I am a big believer in data but what is amazing about this is that, in fact, the slowdown was evident more than a year ago for those who cared to see it. On 18 April 2011, following a trip to Xiamen, Zhangzhou and elsewhere in Fujian province, I wrote a post titled “The great China infrastructure build-out is almost over” based on nothing more than what I could see looking out the car window — and what was missing, I wrote then, was the sort of monster-scale construction projects that had characterized all my previous trips to China for the last twenty years. Fujian is a bellwether province if ever there was one: located on the coast across the straits from Taiwan, it is packed with foreign-owned factories and Xiamen (known as Amoy in colonial days) is one of the most impressively clean and prosperous cities I’ve seen in China. And for China, which sees 8% growth in a bad year, this was what a slowdown looks like: a few residential towers going up on the outskirts of town rather than the indiscriminate, mile-by-mile, wholesale redevelopment of the historic areas in the city centers.
A few months later, I wrote again about the investment banks that were starting to see the first signs of a slowdown showing up in the data, with the French bank SocGen pointing to an imminent bursting of the real estate bubble — which, indeed, has come to pass.
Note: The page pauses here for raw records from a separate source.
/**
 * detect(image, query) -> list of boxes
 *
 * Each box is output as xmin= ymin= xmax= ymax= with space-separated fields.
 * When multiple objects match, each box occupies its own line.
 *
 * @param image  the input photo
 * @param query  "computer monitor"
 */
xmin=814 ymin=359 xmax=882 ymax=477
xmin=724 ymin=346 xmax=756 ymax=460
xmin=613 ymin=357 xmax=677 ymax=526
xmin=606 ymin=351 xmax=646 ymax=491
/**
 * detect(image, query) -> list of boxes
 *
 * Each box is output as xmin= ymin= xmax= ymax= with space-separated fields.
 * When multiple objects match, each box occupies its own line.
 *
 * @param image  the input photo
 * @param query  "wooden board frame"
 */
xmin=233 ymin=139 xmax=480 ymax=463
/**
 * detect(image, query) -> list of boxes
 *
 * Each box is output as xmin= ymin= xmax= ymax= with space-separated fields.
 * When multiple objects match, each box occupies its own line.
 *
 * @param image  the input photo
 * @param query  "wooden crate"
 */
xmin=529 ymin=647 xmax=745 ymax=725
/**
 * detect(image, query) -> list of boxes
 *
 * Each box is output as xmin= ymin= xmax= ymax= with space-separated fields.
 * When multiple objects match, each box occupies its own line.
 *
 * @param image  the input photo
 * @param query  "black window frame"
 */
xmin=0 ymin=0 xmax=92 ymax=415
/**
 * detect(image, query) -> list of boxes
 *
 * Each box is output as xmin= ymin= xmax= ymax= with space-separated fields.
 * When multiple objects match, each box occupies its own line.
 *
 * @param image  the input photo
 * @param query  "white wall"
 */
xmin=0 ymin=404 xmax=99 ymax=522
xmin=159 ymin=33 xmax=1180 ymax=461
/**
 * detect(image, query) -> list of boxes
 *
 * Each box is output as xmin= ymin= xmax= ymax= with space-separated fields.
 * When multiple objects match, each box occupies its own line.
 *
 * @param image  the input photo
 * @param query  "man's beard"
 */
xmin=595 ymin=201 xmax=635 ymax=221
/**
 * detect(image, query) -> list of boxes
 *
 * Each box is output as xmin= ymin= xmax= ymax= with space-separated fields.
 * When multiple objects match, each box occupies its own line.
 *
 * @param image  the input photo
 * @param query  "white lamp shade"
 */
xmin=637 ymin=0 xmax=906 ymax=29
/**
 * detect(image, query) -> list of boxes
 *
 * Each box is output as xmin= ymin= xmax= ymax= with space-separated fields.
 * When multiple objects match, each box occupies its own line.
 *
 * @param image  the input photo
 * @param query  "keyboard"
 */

The highlight of that SocGen report was the figures on what, exactly, China had built the year before:
They are astounding: last year, China built 1.8 billion square meters (almost 20 billion square feet) of new apartments and condos, which is equivalent to the entire extant building stock of Spain constructed since the times of the ancient Romans; in the process, China consumed 55% of the global cement supply last year.
And now, somehow, we have analysts professing surprise that the China slowdown has come so suddenly.